La construction de colonies dans un territoire occupé est un crime de guerre.

Le bureau de la procureure de la Cour Pénale Internationale a récemment recommandé une enquête officielle sur les crimes de guerre dont Israël est suspecté, les colonies en faisant partie.

Des firmes internationales majeures se sont retirées du processus d’appel d’offres pour l’extension de la ligne de tram, dans le contexte de critiques croissantes à l’aide qu’ils allaient apporter aux crimes internationaux d’Israël, s’en faisant complices. Ce sont notamment le Canadien Bombardier, l’Australien Macquarie et l’Allemand Siemens.

Le Français Alstom s’est aussi retiré après avoir conclu que s’engager dans le tramway colonial porterait atteinte aux droits humains et serait illégal.

En 2015, Veolia, une entreprise française du domaine des infrastructures a aussi été forcée de cesser de jouer le rôle qu’elle tenait depuis longtemps dans le tram colonial, après une campagne internationale soutenue.

Mais CAF, avec son partenaire israélien, l’entreprise de construction Shapir, est resté dans la course et a gagné le contrat du projet d’extension.

Shapir figure sur la liste récemment publiée par l’ONU des compagnies complices de la colonisation illégale d’Israël sur la terre palestinienne.

Noter que les travailleurs de CAF se sont constamment opposés à l’engagement dans le projet.

Sept syndicats se sont joints au grand nombre de partis et de groupes de défense de la justice sociale et environnementale qui appuient la demande faite à CAF de se retirer.

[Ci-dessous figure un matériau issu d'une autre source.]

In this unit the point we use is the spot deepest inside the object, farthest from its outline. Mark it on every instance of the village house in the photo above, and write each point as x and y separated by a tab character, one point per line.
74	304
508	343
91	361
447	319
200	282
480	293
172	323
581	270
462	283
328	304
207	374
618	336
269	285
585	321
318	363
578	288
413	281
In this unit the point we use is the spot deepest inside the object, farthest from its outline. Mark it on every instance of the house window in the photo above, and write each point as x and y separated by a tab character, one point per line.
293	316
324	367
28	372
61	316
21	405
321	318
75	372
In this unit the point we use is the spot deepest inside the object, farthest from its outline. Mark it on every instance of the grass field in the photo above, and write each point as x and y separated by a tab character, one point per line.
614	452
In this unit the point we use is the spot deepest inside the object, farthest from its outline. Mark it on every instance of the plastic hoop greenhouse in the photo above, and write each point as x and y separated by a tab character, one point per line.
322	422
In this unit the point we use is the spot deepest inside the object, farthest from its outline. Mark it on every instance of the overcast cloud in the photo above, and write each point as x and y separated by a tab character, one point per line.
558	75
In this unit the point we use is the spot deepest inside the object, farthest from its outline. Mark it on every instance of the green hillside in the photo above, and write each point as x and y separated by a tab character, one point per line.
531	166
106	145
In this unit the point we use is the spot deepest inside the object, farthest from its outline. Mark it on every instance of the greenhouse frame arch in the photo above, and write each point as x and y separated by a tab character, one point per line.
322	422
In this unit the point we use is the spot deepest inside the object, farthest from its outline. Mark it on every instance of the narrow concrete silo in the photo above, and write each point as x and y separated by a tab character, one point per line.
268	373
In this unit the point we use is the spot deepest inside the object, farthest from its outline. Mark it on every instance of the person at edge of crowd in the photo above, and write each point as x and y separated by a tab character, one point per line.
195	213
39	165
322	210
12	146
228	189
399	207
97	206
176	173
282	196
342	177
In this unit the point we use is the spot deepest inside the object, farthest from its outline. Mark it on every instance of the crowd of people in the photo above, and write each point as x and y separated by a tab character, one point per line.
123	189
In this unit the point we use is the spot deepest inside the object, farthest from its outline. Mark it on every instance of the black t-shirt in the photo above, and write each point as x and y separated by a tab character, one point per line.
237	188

« Le fait que plus de 70 organisations très diverses de la société civile ont signé notre déclaration montre à quel point le consensus est fort au Pays Basque pour que CAF mette fin à sa complicité avec les crimes de guerre d’Israël dans le territoire palestinien occupé » a dit Ester Muñoz de la coalition CAF Descends du Train de l’Apartheid d’Israël.

« Nous ne cesserons pas jusqu’à ce que CAF se retire du train de l’apartheid d’Israël ».

L’Espagne a régulièrement condamné les colonies israéliennes, les qualifiant « d’illégales en droit international ».

En janvier, le Parti socialiste d’Espagne a formé une coalition de gouvernement avec le parti de gauche Podemos.

Le nouveau gouvernement doit aller au-delà d’une condamnation verbale des crimes d’Israël en s’engageant dans une action effective. Insister pour que CAF se retire du projet de tram de Jérusalem enverrait le bon signal.